Dexmedetomidine suppresses glucose-stimulated insulin secretion in pancreatic β-cells.

Autor: Kusunoki M; Department of Anesthesiology, Kansai Medical University, Hirakata, Osaka, Japan., Hirota K; Department of Pain Clinic Medicine, Minamiuonuma City Hospital, Minamiuonuma, Niigata, Japan., Shoji T; Department of Anesthesiology, Mitoyo General Hospital, Kan-onji, Kagawa, Japan., Uba T; Department of Anesthesiology, Kansai Medical University, Hirakata, Osaka, Japan., Matsuo Y; Department of Human Stress Response Science, Institute of Biomedical Science, Kansai Medical University, Hirakata, Osaka, Japan., Hayashi M; Department of Cell Physiology, Institute of Biomedical Science, Kansai Medical University, Hirakata, Osaka, Japan.
Jazyk: angličtina
Zdroj: FEBS open bio [FEBS Open Bio] 2024 Dec 20. Date of Electronic Publication: 2024 Dec 20.
DOI: 10.1002/2211-5463.13960
Abstrakt: Proper glycemic control is crucial for patient management in critical care, including perioperative care, and can influence patient prognosis. Blood glucose concentration determines insulin secretion and sensitivity and affects the intricate balance between the glucose metabolism.
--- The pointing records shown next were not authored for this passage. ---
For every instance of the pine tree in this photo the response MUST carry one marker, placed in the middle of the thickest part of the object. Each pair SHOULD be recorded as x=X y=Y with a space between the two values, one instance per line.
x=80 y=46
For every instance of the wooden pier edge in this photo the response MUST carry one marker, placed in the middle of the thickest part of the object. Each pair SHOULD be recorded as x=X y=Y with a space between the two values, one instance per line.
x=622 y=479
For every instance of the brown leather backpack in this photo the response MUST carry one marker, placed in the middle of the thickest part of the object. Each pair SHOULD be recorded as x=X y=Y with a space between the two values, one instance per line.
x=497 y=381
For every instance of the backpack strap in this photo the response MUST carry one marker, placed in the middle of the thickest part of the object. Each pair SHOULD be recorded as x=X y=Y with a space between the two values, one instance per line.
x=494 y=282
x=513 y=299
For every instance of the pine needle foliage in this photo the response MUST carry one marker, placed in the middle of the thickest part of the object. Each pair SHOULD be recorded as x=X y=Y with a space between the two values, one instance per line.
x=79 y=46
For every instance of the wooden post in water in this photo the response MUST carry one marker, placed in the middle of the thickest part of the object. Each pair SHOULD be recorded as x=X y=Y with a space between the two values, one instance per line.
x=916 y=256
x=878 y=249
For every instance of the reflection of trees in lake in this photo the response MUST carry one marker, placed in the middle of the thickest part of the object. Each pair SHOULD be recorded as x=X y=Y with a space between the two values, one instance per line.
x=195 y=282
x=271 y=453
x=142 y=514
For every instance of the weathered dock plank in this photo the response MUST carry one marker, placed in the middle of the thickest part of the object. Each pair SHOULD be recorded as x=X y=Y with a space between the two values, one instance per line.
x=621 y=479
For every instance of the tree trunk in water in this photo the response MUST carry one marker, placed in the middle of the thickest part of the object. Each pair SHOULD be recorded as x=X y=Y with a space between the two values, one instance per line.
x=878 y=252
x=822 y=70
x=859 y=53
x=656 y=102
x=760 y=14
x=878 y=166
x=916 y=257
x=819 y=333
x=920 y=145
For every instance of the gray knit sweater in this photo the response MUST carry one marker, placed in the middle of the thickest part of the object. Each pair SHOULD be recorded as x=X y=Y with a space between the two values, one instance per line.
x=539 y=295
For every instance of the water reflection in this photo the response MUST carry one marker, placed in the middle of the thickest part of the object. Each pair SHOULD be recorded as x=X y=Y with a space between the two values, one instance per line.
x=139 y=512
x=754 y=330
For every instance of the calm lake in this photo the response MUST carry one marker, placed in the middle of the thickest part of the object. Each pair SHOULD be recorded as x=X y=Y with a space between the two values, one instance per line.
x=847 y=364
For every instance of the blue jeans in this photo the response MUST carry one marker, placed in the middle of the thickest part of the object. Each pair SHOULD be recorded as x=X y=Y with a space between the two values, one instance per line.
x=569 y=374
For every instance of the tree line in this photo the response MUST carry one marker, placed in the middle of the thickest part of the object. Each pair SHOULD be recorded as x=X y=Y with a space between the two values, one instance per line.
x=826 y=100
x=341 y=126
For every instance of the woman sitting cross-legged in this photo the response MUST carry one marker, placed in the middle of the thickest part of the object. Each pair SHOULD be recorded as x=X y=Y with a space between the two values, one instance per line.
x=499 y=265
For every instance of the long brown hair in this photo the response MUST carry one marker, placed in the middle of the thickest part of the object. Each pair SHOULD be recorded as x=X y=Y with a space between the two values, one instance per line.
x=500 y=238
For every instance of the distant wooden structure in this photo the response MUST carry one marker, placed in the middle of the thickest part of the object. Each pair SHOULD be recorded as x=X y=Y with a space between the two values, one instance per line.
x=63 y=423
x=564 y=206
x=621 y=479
Human and other animal studies have demonstrated that perioperative drugs, including volatile anesthetics and intravenous anesthetics, affect glucose-stimulated insulin secretion (GSIS). Dexmedetomidine (DEX) decreases insulin release and affects glucose metabolism; however, the specific mechanism underlying this phenomenon remains largely unknown. Thus, we investigated the effect and mechanism of DEX on insulin secretion using mouse and rat pancreatic β-cell-derived MIN6 and INS-1 cell lines and primary pancreatic β-cells/islets extracted from mice. The amount of insulin secreted into the culture medium was determined using an enzyme-linked immunosorbent assay. Cell viability, cytotoxicity, and electrophysiological effects were investigated. Clinically relevant doses of DEX suppressed GSIS in MIN6 cells, INS-1 cells, and pancreatic β-cells/islets. Furthermore, DEX suppressed insulin secretion facilitated by insulinotropic factors. There was no significant difference in oxygen consumption rate, intracellular ATP levels, or caspase-3/7 activity. Electrophysiological evaluation using the patch-clamp method showed that DEX did not affect ATP-sensitive potassium (K ATP ) channels, voltage-dependent potassium channels, or voltage-gated calcium channels. We demonstrated that clinically relevant doses of DEX significantly suppressed GSIS. These findings suggest that DEX inhibits a signaling pathway via α2-adrenoceptor or insulin vesicle exocytosis, resulting in GSIS suppression. Our results support the hypothesis that DEX suppresses insulin secretion and reveal some underlying mechanisms.
(© 2024 The Author(s). FEBS Open Bio published by John Wiley & Sons Ltd on behalf of Federation of European Biochemical Societies.)